現時点で、銀河の心をここまで圧倒的に支配しているのは、竜牙ただひとりであると言っても過言ではなかった。竜牙に対して向けられる、銀河の強い感情。それがたとえ怒りや憎しみであっても、キョウヤは羨ましかった。キョウヤは銀河だけを見ている。しかし、銀河はキョウヤを見ない。キョウヤだけを見ない。その事実が時折、心の中に影のように忍び込み、キョウヤを苛立たせた。そんなときキョウヤはただ、レオーネを回す。竜牙を倒すことだけを考える。竜牙を倒せば、奴を上回りさえすれば、その位置を奪えるのだと、信じようとする。竜牙と銀河の間にあるのは、単なる“かつての勝者と敗者”の関係だけではないということには気づかないフリをして。
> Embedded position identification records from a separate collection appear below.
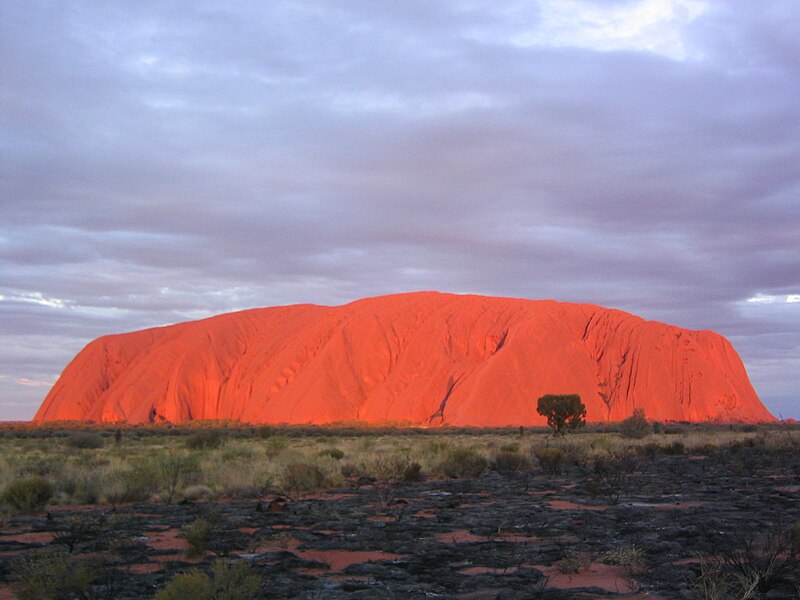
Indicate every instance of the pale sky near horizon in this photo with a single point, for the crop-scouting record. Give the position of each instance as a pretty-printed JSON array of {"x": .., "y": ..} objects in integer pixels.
[{"x": 165, "y": 161}]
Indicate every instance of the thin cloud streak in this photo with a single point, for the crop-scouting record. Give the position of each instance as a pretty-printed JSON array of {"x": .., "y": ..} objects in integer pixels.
[{"x": 168, "y": 162}]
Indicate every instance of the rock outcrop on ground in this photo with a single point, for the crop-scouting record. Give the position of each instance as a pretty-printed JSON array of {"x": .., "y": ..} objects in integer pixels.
[{"x": 420, "y": 358}]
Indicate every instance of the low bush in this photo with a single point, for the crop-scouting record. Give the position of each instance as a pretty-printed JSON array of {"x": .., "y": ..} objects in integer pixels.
[
  {"x": 85, "y": 439},
  {"x": 610, "y": 477},
  {"x": 53, "y": 576},
  {"x": 276, "y": 444},
  {"x": 636, "y": 426},
  {"x": 552, "y": 459},
  {"x": 197, "y": 535},
  {"x": 204, "y": 440},
  {"x": 300, "y": 478},
  {"x": 333, "y": 453},
  {"x": 28, "y": 495},
  {"x": 461, "y": 463},
  {"x": 509, "y": 462},
  {"x": 230, "y": 580}
]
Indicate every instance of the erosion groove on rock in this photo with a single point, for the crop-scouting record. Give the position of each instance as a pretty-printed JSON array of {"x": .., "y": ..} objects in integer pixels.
[{"x": 420, "y": 358}]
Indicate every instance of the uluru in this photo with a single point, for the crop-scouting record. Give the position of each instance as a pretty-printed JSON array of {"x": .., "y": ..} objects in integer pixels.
[{"x": 423, "y": 358}]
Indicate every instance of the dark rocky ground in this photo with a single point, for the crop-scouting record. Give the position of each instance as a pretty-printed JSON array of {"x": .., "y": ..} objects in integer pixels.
[{"x": 494, "y": 536}]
銀河が竜牙を追いかけるように、キョウヤも銀河を追っている。銀河にとっての竜牙が、キョウヤにとっての銀河なのだ。銀河が竜牙を意識すればするほど、それと同じだけ、キョウヤも銀河を見つめる。何をしていても忘れることは無い。何があっても諦められない。キョウヤが銀河に対してそうであるように、銀河も、キョウヤに対して同じだけの(それこそ竜牙に対するものと同じ)感情を向けてくれたなら……。どんなに特訓に集中しようとも、こびりついて離れない思考。その果てに思うのだ、決して口には出せない、誰にも語れない言葉―――「奴が、羨ましい」。